If I switched to state sponsorship do they take into account the date I applied for my 175? or is it just like starting over? I applied in early march this year


----------



## jilkfree1978 (May 23, 2009)

we can pray and hope cant we!





anj1976 said:


> again if u note, state sponsored (non CSL) comes before MODL, and they dont plan to touch modls right now, if one thinks logically, the time they take for these apps wud be 5-6 months instead of the current 2-3 months.


----------



## xilepeco (Sep 15, 2009)

Well looks like CSL is the way to go other than getting an arranged employment. Computer Professionals can try to get themselves onto the MODL, which would get them onto the CSL right? Anyway that's what I'll be targeting, try to build on my Solaris knowledge.


----------



## anj1976 (Apr 24, 2008)

no mat, i think, and as i was told by my agent, they consider ur lodgement date, just that your application gets converted from 175 to 176, i am not a pro at this, i have become so positive in everything off late, i miss being negative at times 
my logic says, if the state has approved the skill and sponsored the application, it means the state needs that skill, irrespective of CSL or non CSL, so they wont hold the application for years. right now people are getting visa in about 2-3 months from date of lodgement of the application. If you see Aurtita's timeline, she got the state sponsorship in July, 23rd to be precise and she got the visa on 22nd September, which means 2 months flat. now after the new processing timeline, they might take a couple of months more thn current, say 4-6 or maybe 8 months. 
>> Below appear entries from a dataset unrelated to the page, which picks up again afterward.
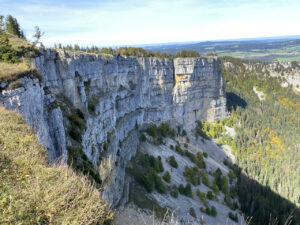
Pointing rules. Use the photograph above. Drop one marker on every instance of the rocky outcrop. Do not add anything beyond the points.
(116, 95)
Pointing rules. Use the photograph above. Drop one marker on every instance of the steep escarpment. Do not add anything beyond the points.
(88, 107)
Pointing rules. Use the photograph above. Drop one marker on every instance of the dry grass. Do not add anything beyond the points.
(31, 192)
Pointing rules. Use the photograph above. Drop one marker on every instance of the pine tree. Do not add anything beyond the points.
(12, 26)
(1, 23)
(37, 35)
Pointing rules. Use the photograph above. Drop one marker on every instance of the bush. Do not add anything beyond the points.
(200, 161)
(152, 131)
(191, 156)
(143, 138)
(174, 191)
(215, 188)
(233, 217)
(181, 189)
(159, 184)
(164, 129)
(173, 162)
(187, 53)
(209, 195)
(188, 191)
(167, 177)
(202, 197)
(213, 211)
(205, 179)
(160, 140)
(192, 175)
(192, 212)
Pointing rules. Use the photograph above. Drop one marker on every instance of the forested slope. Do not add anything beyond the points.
(267, 144)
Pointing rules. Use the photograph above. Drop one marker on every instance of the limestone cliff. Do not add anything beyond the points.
(115, 95)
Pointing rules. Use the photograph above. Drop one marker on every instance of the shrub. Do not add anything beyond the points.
(179, 150)
(191, 156)
(164, 129)
(213, 211)
(174, 191)
(159, 185)
(181, 189)
(202, 197)
(205, 179)
(160, 140)
(187, 53)
(215, 188)
(192, 175)
(192, 212)
(143, 137)
(233, 217)
(209, 195)
(152, 131)
(188, 191)
(173, 162)
(167, 177)
(200, 161)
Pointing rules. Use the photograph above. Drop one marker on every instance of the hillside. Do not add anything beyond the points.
(268, 50)
(266, 145)
(32, 192)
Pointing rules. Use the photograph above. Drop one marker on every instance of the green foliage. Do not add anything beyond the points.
(174, 191)
(210, 195)
(145, 171)
(208, 130)
(202, 197)
(213, 211)
(12, 26)
(233, 217)
(205, 179)
(167, 177)
(7, 53)
(209, 211)
(192, 212)
(164, 129)
(173, 162)
(215, 188)
(29, 186)
(152, 131)
(192, 175)
(200, 161)
(187, 53)
(179, 150)
(266, 142)
(186, 190)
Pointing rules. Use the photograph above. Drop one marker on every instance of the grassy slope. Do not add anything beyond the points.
(31, 192)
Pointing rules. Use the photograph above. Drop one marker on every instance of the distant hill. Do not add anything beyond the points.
(280, 49)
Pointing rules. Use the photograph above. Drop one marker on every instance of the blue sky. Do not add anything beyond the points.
(129, 22)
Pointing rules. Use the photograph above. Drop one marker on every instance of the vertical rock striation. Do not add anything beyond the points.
(116, 94)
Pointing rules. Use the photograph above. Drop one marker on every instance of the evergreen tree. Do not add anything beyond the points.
(37, 35)
(1, 23)
(12, 26)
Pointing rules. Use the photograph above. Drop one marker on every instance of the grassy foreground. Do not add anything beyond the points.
(32, 192)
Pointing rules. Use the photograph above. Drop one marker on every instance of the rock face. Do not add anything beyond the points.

I so hope i am right in my head  and trust me, this is the best for everyone, haven't u seen people who have their visas in hand are reluctant to go because of the bad market.. as my agent says, they are just trying to reduce the number of visas so that the economy that is now getting better, wont go for better to worse. if they remove priority processing, there would be more people moving there which means the unemployment rate would rise drastically.


----------



## matjones (Jan 30, 2009)

anj1976 said:


> no mat, i think, and as i was told by my agent, they consider ur lodgement date, just that your application gets converted from 175 to 176, i am not a pro at this, i have become so positive in everything off late, i miss being negative at times
> my logic says, if the state has approved the skill and sponsored the application, it means the state needs that skill, irrespective of CSL or non CSL, so they wont hold the application for years. right now people are getting visa in about 2-3 months from date of lodgement of the application. If you see Aurtita's timeline, she got the state sponsorship in July, 23rd to be precise and she got the visa on 22nd September, which means 2 months flat. now after the new processing timeline, they might take a couple of months more thn current, say 4-6 or maybe 8 months.
> 
> I so hope i am right in my head  and trust me, this is the best for everyone, haven't u seen people who have their visas in hand are reluctant to go because of the bad market.. as my agent says, they are just trying to reduce the number of visas so that the economy that is now getting better, wont go for better to worse. if they remove priority processing, there would be more people moving there which means the unemployment rate would rise drastically.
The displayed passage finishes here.